KINGSTON — Just as the Starship Enterprise zips about the galaxy in search of “new life forms and new civilizations,” on the cult TV series “Star Trek: The Next Generation,” new Wolfle principal Ben Degnin, too, is on a mission.

Though his job will be to oversee the staff and 480 students who attend the Kingston school, he does like to compare his work with the journeys of fictional Captain Jean-Luc Picard and his crew of loyal Starfleet officers.

“I just love Star Trek — period,” he said. “There’s so much in the show that relates to life, including the issues of diversity and acceptance.”

But as a principal, he likens himself not as much to Captain Picard, but to his right-hand, “No. 1” man, the often-bearded Commander William Riker.

“I’d rather be Riker,” he said. “I like to think of myself as more of a hands on person. Picard just stayed on the bridge.”

Keeping Degnin on his “bridge” — his office, that is — is nearly impossible, he said, as he likes to get out and about in the school he oversees, heading “away-team missions,” as Riker was accustomed. That includes serving lunch to students on a daily basis.

“You won’t see me in my office a lot,” he said.

Like the heroes and heroines of Star Trek, Degnin has been an explorer, never having lived in one place for more than a decade and having studied and accumulated two bachelor’s degrees and two master’s degrees in his life.

“I really like new adventures and challenges,” he said.

Degnin graduated from high school in Lynnwood in 1976, though he had attended schools in Tracy and Bakersfield, Calif. before moving to the Pacific Northwest. He received bachelor’s degrees in Oregon, first in liberal arts from Mt. Angel Community College in 1981, then in education from Oregon State University in 1986. He got his first master’s degree at OSU in Technical Education in 1990, and his second in school administration from Central Washington University in 1994.

He said he simply loves school — and would attend endlessly if that was possible.

“If I could be a life-time student, I would,” he said.

Degnin’s teaching career began between and during his various studies, working first as a shop teacher and then gaining his endorsement in special education teaching and working in that field for Shoreline School District.

There, he met his wife Jill and moved to Aberdeen to start a family.

After teaching for four years there, Degnin received his first job as an administrator, working as assistant principal of Miller Junior High School. Two years later, his family moved to Lacey, but Degnin accepted a position as principal in Aberdeen at Robert Gray Elementary, where he commuted from Washington’s capital to its coast for three years.

Degnin got a job thereafter in the North Thurston School District, as principal of two local elementaries in Lacey, where we would work until this school year.

The move was bittersweet, Degnin explained, but well worth it.

“We loved Olympia,” he said. “But we’ve moved to something that we love even more.”

Degnin, his wife and their three children Anna, Ian and Xander have moved to Bainbridge Island, a dream of the couple’s since they originally lived in the Seattle area.

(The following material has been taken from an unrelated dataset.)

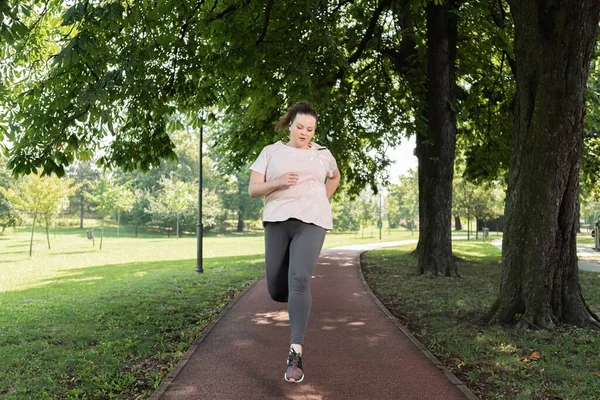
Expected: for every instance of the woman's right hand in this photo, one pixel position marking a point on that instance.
(286, 180)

He said one of his goals is learning about the culture of the local Port Gamble S’Klallam and Suquamish tribes, as Wolfle is one of North Kitsap’s most diverse schools with 17 percent of its students identified as Native American. But he added that he brings experience in diversity education, as Pleasant Glade in Lacey — the school he last was principal at — is a community of the largest Muslim population south of Seattle.

He cites his biggest theme for the year as “community building,” and finding ways to bring together students and staff.

“We’re here to serve kids, but also serve each other,” he said.

As he settles into his office — complete with a Captain Picard life-size laminated replica, Star Trek board games and other various Trekkie memorabilia — Degnin admitted that there’s one thing that he’ll be doing that is un-Star Trek-like: staying put.

“I’d like to hold the course here,” Degnin said. “I’m looking forward to sticking around for a while.”